Thread: Integer Problem

Take an odd integer; square it; then divide by 8. Can the remainder by 3? Can it be 7? (of course, just "yes" or "no" is not an acceptable answer. You must explain why the proposed remainder can or cannot occur.)

Please Help...

I have this so far:

Ex. (3)(3) = 9/8 = 1.125
Wanted to try and get to 3 so I went up with my integer

Ex. (7)(7) = 49/8 = 6.125

Ex. (9)(9) = 81 / 8 = 10.125

I am assuming that this will not work....but am not certain. Does anyone have any other thoughts?

Originally Posted by matgrl

Take an odd integer; square it; then divide by 8. Can the remainder by 3? Can it be 7? (of course, just "yes" or "no" is not an acceptable answer. You must explain why the proposed remainder can or cannot occur.)

Let odd integer = 2x + 1

(2x + 1)^2 / 8
= (4x^2 + 4x + 1) / 8
= [4x(x + 1) + 1] / 8
= 4x(x + 1) / 8 + 1/8
= x(x + 1) / 2 + 1/8

Since x(x+1) is always even, being the product of 2 consecutive integers,
then x(x+1) / 2 is always an integer, so 1/8 is always remainder: that's the .125 you were getting.

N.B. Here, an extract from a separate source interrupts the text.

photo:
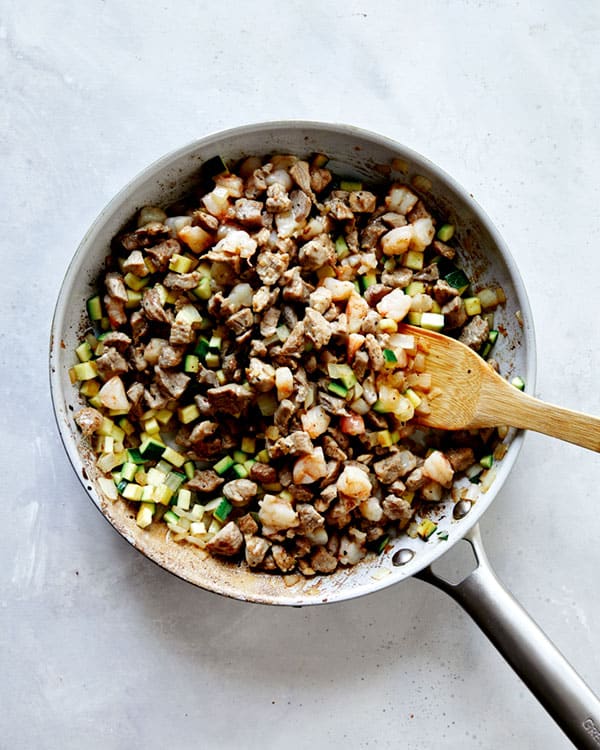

This is wonderful thank you! Could you show me how you factored 4x^2 + 4x + 1? I am not sure how to do this. Also could you explain to me how you got 1/8 as the remainder? Thank you for your time. I appreciate it

An integer when divided by another always leaves an integer remainder. You are confused between remainders and quotients. I think you should work like this:

Any odd number has one of the following forms :

a) 8n - 3

b) 8n - 1

c) 8n + 1

d) 8n + 3

Squaring these we get the following forms respectively:

a) 8n + 9

b) 8n + 1

c) 8n + 1

d) 8n + 9

9 = 1 (mod 8)

So an odd square can have only remainder 1 when divided by 8.